From what I have managed to gather ZFS likes and is used most with whole disks. It can be used with slices (the term for partitions in BSD and Solaris) and even files. Files to me was the most interesting because it allows one to experiment and understand ZFS without destroying anything and also allows one interesting opportunities if they see fit. Like completely ignoring performance and utilising the full sizes of disks. Like RAID ZFS can't use different size disks but takes the size of the smallest and applies that max size to all your drives. I think it is a limitation that ZFS should overcome but one step at a time I suppose.

As far as commands go try 'man zpool' etc and look at the links at the bottom of the page.

ZFS Possibilities + A Poor Man's Raid

Like I said though ZFS can use files and slices. That is I could divide drives into whatever size I want and use them how I please. With files and slices, though, one loses performance because of write caching issues which are enabled by default with whole disks but not with this method. You could have two 1 terrabyte drives and 1 500GB Drive and have 1.5 Terrabytes of usable space. That is you would use the Raid 2 level of ZFS and divide all the drives into 500GB slices or files.

Raid 5 or raidz (as ZFS calls it) Equation from 'man zpool':

A raidz group with N disks of size X with P parity disks can hold approximately (N-P)*X bytes and can withstand P device(s) failing before data integrity is compromised. The minimum number of devices in a raidz group is one more than the number of parity disks. The recommended number is between 3 and 9 to help increase performance.

Ex:

If you have 5 500GB drives or 2x 1TB drives and 1X 500GB which are divided into slices or files you would be fine if any one drive failed.

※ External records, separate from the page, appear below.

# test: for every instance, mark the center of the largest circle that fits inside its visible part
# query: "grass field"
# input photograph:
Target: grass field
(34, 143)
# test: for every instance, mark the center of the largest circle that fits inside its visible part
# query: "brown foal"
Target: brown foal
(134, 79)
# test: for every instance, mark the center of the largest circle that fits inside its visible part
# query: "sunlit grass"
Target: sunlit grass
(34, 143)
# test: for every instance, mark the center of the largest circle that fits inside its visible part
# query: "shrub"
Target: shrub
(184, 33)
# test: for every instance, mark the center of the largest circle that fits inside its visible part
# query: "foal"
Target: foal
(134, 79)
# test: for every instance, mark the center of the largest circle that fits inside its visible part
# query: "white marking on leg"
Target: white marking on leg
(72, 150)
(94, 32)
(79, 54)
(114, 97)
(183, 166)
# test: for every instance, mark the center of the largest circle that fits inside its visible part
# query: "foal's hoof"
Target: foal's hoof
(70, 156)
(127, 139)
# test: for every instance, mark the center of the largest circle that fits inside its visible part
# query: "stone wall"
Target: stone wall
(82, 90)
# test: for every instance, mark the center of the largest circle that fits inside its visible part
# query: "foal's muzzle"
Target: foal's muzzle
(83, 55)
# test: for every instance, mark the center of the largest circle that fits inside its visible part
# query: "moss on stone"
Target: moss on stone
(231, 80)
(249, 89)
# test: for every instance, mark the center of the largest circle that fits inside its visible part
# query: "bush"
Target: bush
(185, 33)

(5-2)*500GB = 1.5 Terrabytes

This has the redundancy of 2x 500gb drives. So if one terrabyte drive failed you would be fine but have no redundancy.

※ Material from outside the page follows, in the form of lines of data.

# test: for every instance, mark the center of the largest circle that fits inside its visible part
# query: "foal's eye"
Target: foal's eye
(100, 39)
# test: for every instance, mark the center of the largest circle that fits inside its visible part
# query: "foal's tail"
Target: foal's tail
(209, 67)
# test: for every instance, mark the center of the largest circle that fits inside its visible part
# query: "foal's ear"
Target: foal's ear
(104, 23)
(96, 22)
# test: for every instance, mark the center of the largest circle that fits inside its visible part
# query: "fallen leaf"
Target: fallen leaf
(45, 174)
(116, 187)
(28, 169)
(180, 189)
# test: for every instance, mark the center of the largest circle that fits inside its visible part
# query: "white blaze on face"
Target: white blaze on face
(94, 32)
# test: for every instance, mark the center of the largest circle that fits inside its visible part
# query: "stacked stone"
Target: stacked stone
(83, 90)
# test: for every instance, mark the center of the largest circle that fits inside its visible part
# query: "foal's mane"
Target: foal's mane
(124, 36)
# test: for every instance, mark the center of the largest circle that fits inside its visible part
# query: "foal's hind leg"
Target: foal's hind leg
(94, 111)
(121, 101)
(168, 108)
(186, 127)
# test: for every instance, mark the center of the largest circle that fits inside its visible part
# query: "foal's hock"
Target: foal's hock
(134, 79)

You could do this but currently ZFS would not perform optimal (3-5x supposedly) and it may be simpler just to by more drives. Still. From reading this one can see what is possible with ZFS. One could even build a Poor Man's Raid with this and still be safe. The only considerations are the performance of this raid. Slices seem to be easy to use if they are not part of a root ZFS filesystem and with files one has to worry about outside data corruption of the files and possible outside config issues.

The way ZFS was 'ment' to be used is with full disks. It enables HD write caching by default and is extremely simple in most cases. It is as simple as finding out your device names and doing 'zpool create mirrorname mirror devicename1 devicename2' or 'zpool create mirrorname mirror filepathname1 filepathname2' or 'zpool create raidmirror raidz file/device/slicename file/device/slicename' on any system with ZFS installed. The 'device' that ZFS creates will be located at /mirrororraidname/ on the root filesystem.

ZFS Misc Notes

In OpenSolaris format -e or just format will give you your device names. Also when using entire drives with ZFS and you are not root it will not find the devices. su and then issue the command. You should be fine.

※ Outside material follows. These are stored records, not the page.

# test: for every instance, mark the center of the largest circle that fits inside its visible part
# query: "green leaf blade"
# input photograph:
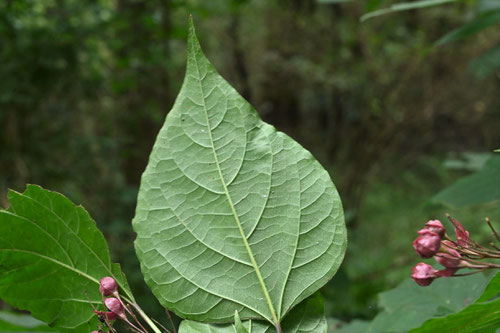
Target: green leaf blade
(307, 317)
(228, 206)
(52, 257)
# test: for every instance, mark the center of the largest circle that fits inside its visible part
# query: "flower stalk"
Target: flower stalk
(452, 254)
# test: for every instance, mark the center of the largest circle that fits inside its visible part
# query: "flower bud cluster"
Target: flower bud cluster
(116, 308)
(434, 242)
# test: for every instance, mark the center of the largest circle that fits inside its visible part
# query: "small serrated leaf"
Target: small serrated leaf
(51, 259)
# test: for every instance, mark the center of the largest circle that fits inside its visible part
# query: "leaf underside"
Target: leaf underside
(232, 214)
(307, 317)
(51, 259)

ZFS also has its own share maker. That is the zfs command creates your NFS or CIFS shares...look it up.

Create ZFS Raidz

  • First find the names of your disks:
format
AVAILABLE DISK SELECTIONS:
      0. c5t0d0 <ATA-ST920217AS-3.01 cyl 2429 alt 2 hd 255 sec 63>
         /pci@0,0/pci8086,202d@1f,2/disk@0,0
      1. c7t50014EE2B1448CFEd0 <ATA-WDCWD20EARX-00P-AB51 cyl 60798 alt 2 hd 255 sec 252>
         /scsi_vhci/disk@g50014ee2b1448cfe
      2. c7t50014EE25C1A7300d0 <ATA-WDCWD20EARX-00P-AB51 cyl 60798 alt 2 hd 255 sec 252>
         /scsi_vhci/disk@g50014ee25c1a7300
      3. c7t50014EE25CC0D3EEd0 <ATA-WDCWD20EARX-32P-AB51 cyl 60798 alt 2 hd 255 sec 252>
         /scsi_vhci/disk@g50014ee25cc0d3ee
      4. c7t50014EE20699B771d0 <ATA-WDCWD20EARX-00P-AB51 cyl 60798 alt 2 hd 255 sec 252>
         /scsi_vhci/disk@g50014ee20699b771
  • No redundancy
zpool create tank raidz c7t50014EE2B1448CFEd0 c7t50014EE25C1A7300d0 c7t50014EE25CC0D3EEd0 c7t50014EE20699B771d0
  • 1 disk
zpool create tank raidz1 c7t50014EE2B1448CFEd0 c7t50014EE25C1A7300d0 c7t50014EE25CC0D3EEd0 c7t50014EE20699B771d0
  • 2 disk
zpool create tank raidz2 c7t50014EE2B1448CFEd0 c7t50014EE25C1A7300d0 c7t50014EE25CC0D3EEd0 c7t50014EE20699B771d0
  • etc

ZFS Snapshots

You can make snapshots to backup information. You can destroy them and hold them and send them across the network to a zfs system.

Rolling Back

To discard all changes made since a snapshot was taken and revert the filesystem back to its state at the time the snapshot was taken:

# zfs rollback <snapshot_to_roll_back_to>
# zfs rollback test_pool/fs1@monday


Note: if the filesystem you want to rollback is currently mounted, you will need to unmount it and remount it. Use -f to force unmount.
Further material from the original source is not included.